Dane te nie spowodowały rewolucji na rynku surowcowym, wskazują jednak ewidentnie, że na większe impulsy do wzrostu musimy jeszcze poczekać. Strona podażowa pozostaje wciąż bardzo silna i aktywna. Szczególnie dotyczy to surowców energetycznych (ropa) oraz metali przemysłowych (miedź).

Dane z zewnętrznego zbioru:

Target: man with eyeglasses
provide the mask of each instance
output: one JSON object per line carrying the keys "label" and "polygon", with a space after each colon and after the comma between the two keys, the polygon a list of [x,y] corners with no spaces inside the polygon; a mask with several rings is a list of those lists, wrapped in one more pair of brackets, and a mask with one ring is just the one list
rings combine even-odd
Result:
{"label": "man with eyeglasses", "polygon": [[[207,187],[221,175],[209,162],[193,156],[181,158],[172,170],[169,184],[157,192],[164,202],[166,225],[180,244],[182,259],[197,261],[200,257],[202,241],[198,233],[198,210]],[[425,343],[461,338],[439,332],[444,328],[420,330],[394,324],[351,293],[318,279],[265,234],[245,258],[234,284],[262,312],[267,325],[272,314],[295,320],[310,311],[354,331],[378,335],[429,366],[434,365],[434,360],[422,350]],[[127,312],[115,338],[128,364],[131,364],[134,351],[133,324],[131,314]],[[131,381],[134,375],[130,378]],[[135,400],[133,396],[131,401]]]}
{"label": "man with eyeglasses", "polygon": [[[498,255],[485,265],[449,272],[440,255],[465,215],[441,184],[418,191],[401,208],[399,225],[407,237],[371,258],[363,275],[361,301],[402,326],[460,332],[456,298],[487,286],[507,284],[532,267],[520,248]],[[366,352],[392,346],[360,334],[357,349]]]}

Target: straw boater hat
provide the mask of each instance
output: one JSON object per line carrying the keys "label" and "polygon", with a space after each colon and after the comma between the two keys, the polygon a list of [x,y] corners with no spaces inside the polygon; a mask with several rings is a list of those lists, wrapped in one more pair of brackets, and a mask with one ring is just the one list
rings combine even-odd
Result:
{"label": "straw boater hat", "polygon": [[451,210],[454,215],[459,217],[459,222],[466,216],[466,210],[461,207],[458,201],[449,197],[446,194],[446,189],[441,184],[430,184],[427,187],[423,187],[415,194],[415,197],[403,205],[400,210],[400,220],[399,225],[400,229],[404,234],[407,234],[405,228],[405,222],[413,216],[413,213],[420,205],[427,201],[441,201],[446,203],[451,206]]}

Import ropy naftowej do Chin w październiku wyniósł średnio 4,81 mln baryłek dziennie. Jest to o 13,8 proc. mniej niż rok wcześniej i o 23 proc. mniej niż we wrześniu. Warto jednak pamiętać, że wrzesień był rekordowy pod względem importu ropy do Chin, a październikowy spadek wynika w sporej mierze z czynników sezonowych: remontu dwóch sporych chińskich rafinerii, a także październikowego święta narodowego. Co więcej, dalszej przecenie tego surowca sprzyja również sytuacja fundamentalna na rynku amerykańskim (zdecydowany wzrost zapasów).
Spadek importu dotyczył także miedzi – import tego metalu do Chin znalazł się na poziomie 407 tys. ton, podczas gdy we wrześniu było to 458 tys. ton. Tu jednak również mieliśmy do czynienia z efektem bazy porównawczej (18-miesięczny rekord importu we wrześniu) oraz oczywiście efektem tygodniowego święta, które w istotny sposób wpłynęło na obniżenie aktywności chińskich przedsiębiorstw.